Até o fechamento desta matéria o número de mortes confirmadas era de 20 pessoas. Outras pessoas seguem desaparecidas.
Desalojados, desabrigados e barragens rompidas
Famílias perderam suas casas de uma hora para outra, ficando desalojadas e tendo que se dirigir para escolas. Caixões de mortos tiveram de ser transportados de barco. Cidades inteiras estão sem abastecimento de energia e de água. Estoques de remédios e vacinas foram destruídos pela força das águas. Moradores saem de casa sabendo que podem jamais retornar para ela, perdendo tudo o que têm. É este o cenário atual da Bahia.
Caixão com morto é recebido de barco pela família. Foto: Camila Souza
Além da chuva, pelo menos uma barragem com alto volume de água, localizada em Itambé , rompeu-se. Isto levou a enxurrada de água e imensos alagamentos para alguns pontos da cidade localizada no sudoeste do estado.

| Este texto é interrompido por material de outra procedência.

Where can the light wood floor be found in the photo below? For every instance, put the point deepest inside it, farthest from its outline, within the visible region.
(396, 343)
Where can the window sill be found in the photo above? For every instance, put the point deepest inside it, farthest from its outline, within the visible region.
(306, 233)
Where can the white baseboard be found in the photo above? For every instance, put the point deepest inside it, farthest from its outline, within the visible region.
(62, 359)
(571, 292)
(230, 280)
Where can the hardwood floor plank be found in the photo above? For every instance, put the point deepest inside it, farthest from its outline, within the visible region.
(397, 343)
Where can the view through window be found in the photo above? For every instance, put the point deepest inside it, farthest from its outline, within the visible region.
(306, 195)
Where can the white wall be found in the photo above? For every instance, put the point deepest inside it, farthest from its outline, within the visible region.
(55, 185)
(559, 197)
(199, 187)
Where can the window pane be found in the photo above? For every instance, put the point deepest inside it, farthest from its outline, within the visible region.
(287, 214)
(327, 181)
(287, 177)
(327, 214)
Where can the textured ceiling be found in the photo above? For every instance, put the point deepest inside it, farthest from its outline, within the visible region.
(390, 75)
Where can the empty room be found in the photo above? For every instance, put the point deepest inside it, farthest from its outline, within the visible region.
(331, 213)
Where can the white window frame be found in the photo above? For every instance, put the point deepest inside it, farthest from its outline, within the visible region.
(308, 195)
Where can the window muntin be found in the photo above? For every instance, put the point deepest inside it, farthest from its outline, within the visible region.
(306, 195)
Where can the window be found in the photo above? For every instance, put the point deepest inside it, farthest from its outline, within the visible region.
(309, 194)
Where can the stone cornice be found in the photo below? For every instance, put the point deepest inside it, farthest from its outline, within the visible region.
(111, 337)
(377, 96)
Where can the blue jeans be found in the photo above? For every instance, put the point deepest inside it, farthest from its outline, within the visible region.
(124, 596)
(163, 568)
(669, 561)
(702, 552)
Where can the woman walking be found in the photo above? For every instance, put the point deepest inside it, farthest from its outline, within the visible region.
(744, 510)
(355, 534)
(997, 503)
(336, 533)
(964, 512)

O Comando do Corpo de Bombeiros da Bahia afirmou que se trata de barragens privadas que estão se rompendo. Elas são construídas por latifundiários e não contam com estrutura adequada para uma situação de muita água decorrente de fortes temporais. Ao menos 10 delas estão em nível crítico.
Nas rodovias há pelo menos 25 pontos de interdição provocados por consequências das chuvas.
A energia de muitas cidades também foi cortada pela Companhia de Eletricidade do Estado da Bahia (Coelba) para evitar acidentes.
Negligência e descaso
Governos estaduais e municipais do estado da Bahia não se anteciparam no sentido de mitigar as consequências das fortes chuvas para a população. Nem mesmo três alertas emitidos desde o dia 20 de dezembro por órgãos meteorológicos, como o Centro Nacional de Monitoramento de Alertas de Desastres Naturais (Cemaden), foram suficientes para que o governador e os prefeitos fizessem planos concretos sobre o que fazer ao desabar das fortes chuvas.
O volume imenso de água acima das próprias expectativas era somente em termos imprevisíveis. As fortes chuvas e as conhecidas consequências delas, por sua vez, eram já de conhecimento de todos. Um relatório dos relatórios da Cemaden indicava que a partir da previsão de temporais era possível “identificar um ALTO RISCO de ocorrência de novos deslizamentos de terra e inundações”.
Bombeiros carregam caixão com vítima das enxurradas. Foto: Camila Souza
Outras regiões do país já tem uma verdadeira rotina de desalojados por consequência das chuvas. Contudo, assim como ocorre na Bahia, episódios deste tipo não conduzem os governadores e prefeitos a se mobilizarem para melhorar a situação.
Tragédia anunciada
Monopólios de imprensa e representantes dos governos buscam ofuscar o descaso focando somente no fenômeno natural. Buscando também se antecipar à justa indignação que surge juntamente com a solidariedade com os atingidos, apontam que os temporais nesta região no início do verão é um fenômeno atípico. Em realidade, as explicações meteorológicas ofuscam a raiz da questão, que é o descaso com que os governos tratam o saneamento básico e o planejamento para enfrentar situações de fortes chuvas.
Especialistas indicam que os temporais são decorrentes da La Niña, fenômeno climático que altera o padrão de chuva e a temperatura de todo o globo. De fato as fortes chuvas, que neste quase finalizado mês de dezembro registrou, só em Salvador, mais de 200 mm (quando a média de precipitação registrada na cidade é de 51 mm), não são comuns. Porém em maio o índice pluviométrico registra uma média de 190mm. O que de fato ocorre é que a tragédia anunciada veio antes, causando surpresa nos governantes e um misto de tristeza e revolta na população.
O Instituto Brasileiro de Geografia e Estatística e o próprio Cemaden já emitiram estudos apontando que o país tem, atualmente, cerca de 8,2 milhões de pessoas vivem em áreas que apresentam riscos de desastres. Não há, porém, sequer um estado brasileiro em que o governo tenha um plano sobre como alocar famílias que podem perder tudo de uma hora para outra. No Rio de Janeiro, por exemplo, a prefeitura de Eduardo Paes utilizou menos de 1/3 do orçamento para ações contra enchentes.